“母亲!”萧洛情急之下,一个闪身挡在蒋明英面前,稳稳接住茶盏,茶盏里的水竟奇迹般的一滴未洒。
一切发生的太快,所有人都没有料到岑氏今日竟这般失态,更令人意外的是一向斯文儒雅的萧洛身手竟这般的敏捷,与平日他给人的印象截然不同。
一时间周围瞬间安静了下来,萧藩最先反应过来,震惊的双眸询问的看向萧洛,“大哥,你……?”
“……”萧洛暗恼,下一瞬他惊慌的手一抖茶杯啪得一声落地,就好似刚刚的一幕不过是情急之下的一个巧合。
正在他不知该如何解释刚刚发生的一幕之时,萧湘红着眼眶,张开双臂拦在蒋明英身前,大声喊道:“不许伤我母亲!”
“都在闹什么?”萧宁抬脚走进房间,眼神犀利的扫过在场众人,这一打岔,众人也顾不上吃惊,一个个吓得噤若寒蝉。
“这还不都要怪二嫂嫂,若不是她,母亲何至于动这么大的气,瞧给母亲气的。”卫氏站在一旁垂头压低声音故意抱怨道。
换作平日,她断不敢在萧宁面前多说,可今时不同往日,如今二房一家出了两个官,正是如日中天的时候,偏她这个婆母又偏宠二房一家,若这个时候她不趁此机会在老太太面前上上眼药,博得老人家欢心,他日侯府家业只怕都要落到二房手里。
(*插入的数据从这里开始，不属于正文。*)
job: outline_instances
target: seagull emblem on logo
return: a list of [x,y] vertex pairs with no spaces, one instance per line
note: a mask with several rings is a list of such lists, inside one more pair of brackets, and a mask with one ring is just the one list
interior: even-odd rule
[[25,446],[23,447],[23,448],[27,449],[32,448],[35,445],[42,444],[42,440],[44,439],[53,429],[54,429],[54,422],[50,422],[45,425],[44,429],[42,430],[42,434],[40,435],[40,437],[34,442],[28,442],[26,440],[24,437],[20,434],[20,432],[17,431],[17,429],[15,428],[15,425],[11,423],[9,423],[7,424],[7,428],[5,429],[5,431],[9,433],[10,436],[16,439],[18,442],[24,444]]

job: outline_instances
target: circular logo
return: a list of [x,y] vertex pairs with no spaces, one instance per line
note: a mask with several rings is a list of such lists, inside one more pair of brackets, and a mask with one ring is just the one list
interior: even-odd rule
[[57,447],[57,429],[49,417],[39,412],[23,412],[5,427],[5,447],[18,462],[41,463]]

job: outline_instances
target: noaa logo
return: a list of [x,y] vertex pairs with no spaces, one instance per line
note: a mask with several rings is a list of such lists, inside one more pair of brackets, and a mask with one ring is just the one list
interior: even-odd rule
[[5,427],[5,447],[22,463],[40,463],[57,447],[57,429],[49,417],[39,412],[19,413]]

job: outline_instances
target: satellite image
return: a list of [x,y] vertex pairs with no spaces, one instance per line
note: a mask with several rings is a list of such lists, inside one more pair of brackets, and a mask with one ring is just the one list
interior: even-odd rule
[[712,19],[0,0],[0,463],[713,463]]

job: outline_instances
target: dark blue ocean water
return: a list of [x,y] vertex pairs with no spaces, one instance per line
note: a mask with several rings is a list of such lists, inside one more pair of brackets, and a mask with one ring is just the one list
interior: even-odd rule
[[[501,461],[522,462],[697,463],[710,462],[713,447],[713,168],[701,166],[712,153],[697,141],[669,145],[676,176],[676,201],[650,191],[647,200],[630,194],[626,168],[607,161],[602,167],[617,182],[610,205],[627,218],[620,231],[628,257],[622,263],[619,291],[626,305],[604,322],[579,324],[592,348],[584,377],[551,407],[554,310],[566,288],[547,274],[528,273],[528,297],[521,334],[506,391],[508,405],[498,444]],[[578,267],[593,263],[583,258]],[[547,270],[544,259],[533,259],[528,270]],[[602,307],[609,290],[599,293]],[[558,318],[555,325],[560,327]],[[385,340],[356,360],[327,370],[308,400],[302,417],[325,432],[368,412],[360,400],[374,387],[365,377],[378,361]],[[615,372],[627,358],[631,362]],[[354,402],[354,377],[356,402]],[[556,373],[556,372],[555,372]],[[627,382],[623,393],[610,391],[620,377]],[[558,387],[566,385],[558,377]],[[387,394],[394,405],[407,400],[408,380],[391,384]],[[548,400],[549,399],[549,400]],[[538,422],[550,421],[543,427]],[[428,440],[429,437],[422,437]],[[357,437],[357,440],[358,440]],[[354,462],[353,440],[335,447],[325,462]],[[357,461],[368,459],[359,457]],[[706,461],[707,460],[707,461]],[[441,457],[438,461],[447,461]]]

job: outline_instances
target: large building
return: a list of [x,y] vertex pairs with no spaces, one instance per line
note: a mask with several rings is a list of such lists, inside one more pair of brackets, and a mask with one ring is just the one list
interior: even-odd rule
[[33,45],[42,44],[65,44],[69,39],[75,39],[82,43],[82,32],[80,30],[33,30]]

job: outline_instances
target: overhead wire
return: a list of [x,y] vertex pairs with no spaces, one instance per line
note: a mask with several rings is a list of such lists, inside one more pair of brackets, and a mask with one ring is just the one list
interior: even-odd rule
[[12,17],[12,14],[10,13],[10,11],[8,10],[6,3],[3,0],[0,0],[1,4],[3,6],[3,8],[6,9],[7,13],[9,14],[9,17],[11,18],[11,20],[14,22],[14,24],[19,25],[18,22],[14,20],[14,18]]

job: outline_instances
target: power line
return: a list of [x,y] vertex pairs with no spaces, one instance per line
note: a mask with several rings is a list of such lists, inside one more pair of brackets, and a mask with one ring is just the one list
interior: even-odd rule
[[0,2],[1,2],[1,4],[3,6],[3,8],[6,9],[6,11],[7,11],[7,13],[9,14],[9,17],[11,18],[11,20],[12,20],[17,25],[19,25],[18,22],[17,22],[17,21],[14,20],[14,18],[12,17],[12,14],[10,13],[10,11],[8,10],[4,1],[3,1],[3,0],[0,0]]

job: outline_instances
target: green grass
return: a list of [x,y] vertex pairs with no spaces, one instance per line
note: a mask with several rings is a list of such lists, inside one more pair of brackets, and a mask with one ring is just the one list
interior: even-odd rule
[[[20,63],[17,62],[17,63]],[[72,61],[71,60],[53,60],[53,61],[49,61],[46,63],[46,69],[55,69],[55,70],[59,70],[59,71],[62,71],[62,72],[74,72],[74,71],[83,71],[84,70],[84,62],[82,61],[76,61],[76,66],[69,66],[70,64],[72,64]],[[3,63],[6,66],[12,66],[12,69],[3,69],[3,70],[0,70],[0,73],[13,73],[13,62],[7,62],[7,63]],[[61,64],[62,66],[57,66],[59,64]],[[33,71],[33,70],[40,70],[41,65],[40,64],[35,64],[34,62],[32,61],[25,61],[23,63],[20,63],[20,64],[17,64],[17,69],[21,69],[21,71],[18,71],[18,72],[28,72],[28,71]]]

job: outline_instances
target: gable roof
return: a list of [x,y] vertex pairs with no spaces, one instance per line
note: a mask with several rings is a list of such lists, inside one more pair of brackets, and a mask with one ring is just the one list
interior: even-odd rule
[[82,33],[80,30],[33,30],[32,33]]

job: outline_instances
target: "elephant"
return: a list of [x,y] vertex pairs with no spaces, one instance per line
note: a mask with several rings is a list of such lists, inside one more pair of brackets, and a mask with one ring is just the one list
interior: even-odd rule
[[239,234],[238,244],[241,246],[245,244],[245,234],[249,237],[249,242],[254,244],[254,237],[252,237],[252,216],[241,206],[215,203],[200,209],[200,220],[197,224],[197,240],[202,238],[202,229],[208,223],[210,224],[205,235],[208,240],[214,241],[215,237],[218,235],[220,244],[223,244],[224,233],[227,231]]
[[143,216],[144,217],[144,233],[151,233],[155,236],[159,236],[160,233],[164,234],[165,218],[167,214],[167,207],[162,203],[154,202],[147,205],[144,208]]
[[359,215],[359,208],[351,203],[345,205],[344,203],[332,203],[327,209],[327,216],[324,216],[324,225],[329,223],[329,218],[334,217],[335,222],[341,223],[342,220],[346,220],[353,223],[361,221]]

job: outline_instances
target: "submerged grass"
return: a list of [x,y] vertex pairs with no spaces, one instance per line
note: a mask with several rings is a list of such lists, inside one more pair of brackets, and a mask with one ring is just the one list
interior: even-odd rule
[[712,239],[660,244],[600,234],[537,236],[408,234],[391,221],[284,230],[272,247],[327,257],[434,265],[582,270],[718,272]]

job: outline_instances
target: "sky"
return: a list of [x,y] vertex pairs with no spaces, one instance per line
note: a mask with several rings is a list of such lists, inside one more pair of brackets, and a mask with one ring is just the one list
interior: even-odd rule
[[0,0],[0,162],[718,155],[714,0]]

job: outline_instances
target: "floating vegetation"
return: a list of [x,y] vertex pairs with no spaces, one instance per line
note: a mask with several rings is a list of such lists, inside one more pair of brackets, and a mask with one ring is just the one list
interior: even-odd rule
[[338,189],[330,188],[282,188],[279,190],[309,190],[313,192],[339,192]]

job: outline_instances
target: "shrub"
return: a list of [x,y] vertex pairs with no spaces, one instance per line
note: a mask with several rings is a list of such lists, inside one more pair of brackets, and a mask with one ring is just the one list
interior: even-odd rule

萧宁扫了一眼卫氏,“都这个时候了,弟妹确定还要挑拨离间,闹得兄弟失和吗?”
“二哥,你……”萧贺虽惧怕这个兄长,可见自家媳妇挨训,他自是不能坐视不理,可就在接触到萧宁犀利的眼神后,到嘴的话瞬间又噎了回去。
“咱们这样的人家,最忌讳的便是兄弟阋墙之祸,我们才是一家人,若是这个时候还不能齐心一致对外,不用旁人使任何手段,我们自己就先败了。”
萧宁看着萧贺的怂样,瞬间气不打一处来,“你给我安分些,若叫我再听见这些个离间之语,休怪为兄不念兄弟情份。”
“……”卫氏委屈的暗自咬牙,却不敢再多说一个字,她心知萧宁这番话是冲着她来的。